Dazu gehört die Qualifizierte Ausbildung junger Menschen wie der Wettbewerb um die besten Köpfe. Die Kombination dessen wird entscheidend sein für die Innovationskraft Europas in der Zukunft. Einerseits müssen wir das eigene innovative Potenzial besser fordern, andererseits eine Willkommenskultur entwickeln, die das Arbeiten und Leben in Europa für qualifizierte Arbeitskräfte attraktiver macht. Jenseits der illegalen Migration greift deshalb eine repressive Abschottungspolitik - sei es gegenüber Arbeitnehmern aus Osteuropa oder auch Menschen aus Nordafrika, deren teilweise hohen Ausbildungsstand wir immer wieder loben - angesichts des eindeutigen demografischen Trends in Europa zu kurz. Die Gefahr einer gerade von Rechtspopulisten quer durch Europa an die Wand gemalten kulturellen "Überfremdung" ist virtuell, die Notwendigkeit qualifizierter Zuwanderung hingegen real.

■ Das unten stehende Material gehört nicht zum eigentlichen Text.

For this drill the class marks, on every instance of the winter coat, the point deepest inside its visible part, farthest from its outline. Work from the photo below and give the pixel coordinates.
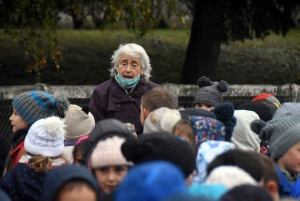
(22, 183)
(110, 100)
(285, 186)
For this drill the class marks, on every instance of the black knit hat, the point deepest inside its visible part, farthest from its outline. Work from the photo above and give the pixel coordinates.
(247, 193)
(210, 93)
(160, 146)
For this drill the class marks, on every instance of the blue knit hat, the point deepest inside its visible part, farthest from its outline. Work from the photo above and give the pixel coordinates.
(35, 105)
(152, 181)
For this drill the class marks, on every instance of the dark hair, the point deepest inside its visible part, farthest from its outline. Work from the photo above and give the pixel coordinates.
(79, 148)
(270, 173)
(242, 159)
(70, 185)
(185, 122)
(158, 97)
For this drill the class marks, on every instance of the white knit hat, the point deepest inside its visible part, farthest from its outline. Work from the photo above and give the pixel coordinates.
(79, 122)
(243, 137)
(161, 120)
(46, 137)
(108, 152)
(230, 177)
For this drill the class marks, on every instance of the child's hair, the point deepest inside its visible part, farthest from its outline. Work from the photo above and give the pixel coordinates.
(79, 149)
(270, 173)
(71, 185)
(158, 97)
(184, 124)
(40, 163)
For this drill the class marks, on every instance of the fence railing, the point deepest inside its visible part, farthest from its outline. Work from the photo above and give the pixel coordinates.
(80, 95)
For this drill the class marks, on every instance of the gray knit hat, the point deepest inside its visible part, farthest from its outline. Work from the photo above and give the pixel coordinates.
(210, 92)
(35, 105)
(281, 134)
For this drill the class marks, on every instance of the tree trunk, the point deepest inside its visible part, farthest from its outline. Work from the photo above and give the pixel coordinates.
(205, 42)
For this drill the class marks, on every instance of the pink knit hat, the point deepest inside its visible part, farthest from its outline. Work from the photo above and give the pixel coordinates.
(108, 153)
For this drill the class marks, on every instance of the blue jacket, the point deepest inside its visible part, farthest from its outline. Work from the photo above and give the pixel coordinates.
(22, 183)
(285, 187)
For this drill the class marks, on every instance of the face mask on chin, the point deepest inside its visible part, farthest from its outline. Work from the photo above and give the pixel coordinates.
(127, 83)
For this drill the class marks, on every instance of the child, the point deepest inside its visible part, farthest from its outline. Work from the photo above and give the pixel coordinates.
(79, 122)
(79, 149)
(103, 155)
(283, 137)
(154, 99)
(243, 137)
(210, 93)
(152, 181)
(70, 182)
(161, 120)
(44, 145)
(29, 107)
(161, 146)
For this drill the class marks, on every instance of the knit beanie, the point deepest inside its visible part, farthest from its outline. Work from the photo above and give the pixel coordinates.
(212, 191)
(281, 134)
(243, 137)
(79, 122)
(264, 111)
(46, 137)
(152, 181)
(160, 146)
(247, 193)
(108, 153)
(291, 110)
(239, 158)
(196, 112)
(230, 177)
(210, 93)
(161, 120)
(35, 105)
(269, 97)
(207, 152)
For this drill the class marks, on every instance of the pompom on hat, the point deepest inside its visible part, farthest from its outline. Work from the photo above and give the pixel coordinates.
(46, 137)
(269, 97)
(210, 93)
(79, 122)
(35, 105)
(108, 152)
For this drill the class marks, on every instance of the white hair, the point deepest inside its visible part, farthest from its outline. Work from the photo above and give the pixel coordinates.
(133, 50)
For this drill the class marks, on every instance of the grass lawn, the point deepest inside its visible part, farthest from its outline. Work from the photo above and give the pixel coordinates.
(86, 58)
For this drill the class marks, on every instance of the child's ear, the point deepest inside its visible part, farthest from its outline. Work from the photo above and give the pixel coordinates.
(145, 112)
(272, 187)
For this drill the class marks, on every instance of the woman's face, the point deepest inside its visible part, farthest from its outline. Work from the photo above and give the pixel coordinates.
(17, 121)
(129, 67)
(109, 177)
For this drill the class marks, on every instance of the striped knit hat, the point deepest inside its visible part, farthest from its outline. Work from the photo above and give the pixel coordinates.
(35, 105)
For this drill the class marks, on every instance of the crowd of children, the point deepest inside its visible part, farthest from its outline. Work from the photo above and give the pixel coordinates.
(211, 152)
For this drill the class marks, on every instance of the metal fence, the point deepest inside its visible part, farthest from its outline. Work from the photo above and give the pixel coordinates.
(183, 101)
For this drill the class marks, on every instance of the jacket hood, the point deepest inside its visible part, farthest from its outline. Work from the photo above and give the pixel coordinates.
(104, 129)
(59, 176)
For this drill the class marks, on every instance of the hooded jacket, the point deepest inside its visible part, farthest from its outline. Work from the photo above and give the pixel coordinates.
(22, 183)
(110, 100)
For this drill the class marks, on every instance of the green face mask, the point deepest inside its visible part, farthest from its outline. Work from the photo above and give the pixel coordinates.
(127, 83)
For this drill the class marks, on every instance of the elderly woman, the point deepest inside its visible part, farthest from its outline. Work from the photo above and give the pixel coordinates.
(120, 96)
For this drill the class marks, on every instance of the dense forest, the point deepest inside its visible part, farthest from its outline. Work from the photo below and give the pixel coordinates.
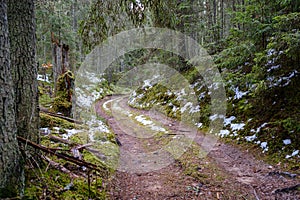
(62, 113)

Deutschland will Europa fit machen und als integraler Bestandteil Europas dessen Selbstbehauptung in der Globalisierung mitorganisieren. Unser Bekenntnis zur europäischen Integration ist seit Beginn der Nachkriegszeit eine unverrückbare Säule deutscher Außenpolitik und ein herausragender Teil unseres Selbstverständnisses. Es ist heute so stark wie zu Zeiten Adenauers und Brandts, Kohls und Genschers. Das Ziel von Frieden und Wohlstand in Freiheit bleibt der Grundgedanke unserer Gemeinschaft, die Jahrhunderte währende Differenzen überwunden hat. Zugleich legen wir Wert auf die der christlichen Soziallehre wie dem Liberalismus gleichermaßen innewohnende Verbindung von Subsidiarität und Solidarität. Beispiele hierfür sind die europäischen Sozial- und Strukturfonds, die neue Mitgliedstaaten in ihren oft schwierigen Anpassungen an Rechtsstaatlichkeit, Marktwirtschaft und Demokratie die notwendigen Anschubmittel bereitstellen.
Wir brauchen dort mehr Europa, wo nur Europa leisten kann, was die Nationalstaaten nicht können - zum Beispiel wenn es darum geht, den Binnenmarkt endlich zu vollenden, unsere gemeinsame Währung "sturmfest" zu machen; bei der lange Zeit für unüberwindbar gehaltenen Überschuldungspolitik oder der endlich erkannten Notwendigkeit auf eine Fokussierung der Wettbewerbsfähigkeit Europas an den globalen Märkten.
In der Globalisierung ist Europa nicht nur als Partner wirtschaftlicher Modernisierung attraktiv, sondern auch als Anziehungspunkt für all jene, die neben Wohlstand auch nach Freiheit, Rechtsstaatlichkeit und Demokratie streben. Wie sehr Europa durch das, was es ist und wofür es steht, auf andere wirkt, beobachten wir anhand der revolutionären Umbrüche in der arabischen Welt. Die Attraktivität Europas in der Welt ist weitaus größer, als wir es auf dem eigenen Kontinent vermuten. Damit ist das Potenzial Europas, seine Erfolgsgeschichte auch in Zukunft fortzusetzen, und gleichzeitig einen globalen Beitrag zu Freiheit und Rechtsstaatlichkeit zu leisten, greifbar. Wir müssen es jetzt gemeinsam heben.
Werner Hoyer (59) ist Staatsminister im Auswärtigen Amt. Der FDP-Bundestagsabgeordnete war 1993-1994 auch Geschäftsführer der Partei. Der studierte Volkswirt leitet seit dem Jahr 2000 den Bezirksverband Köln.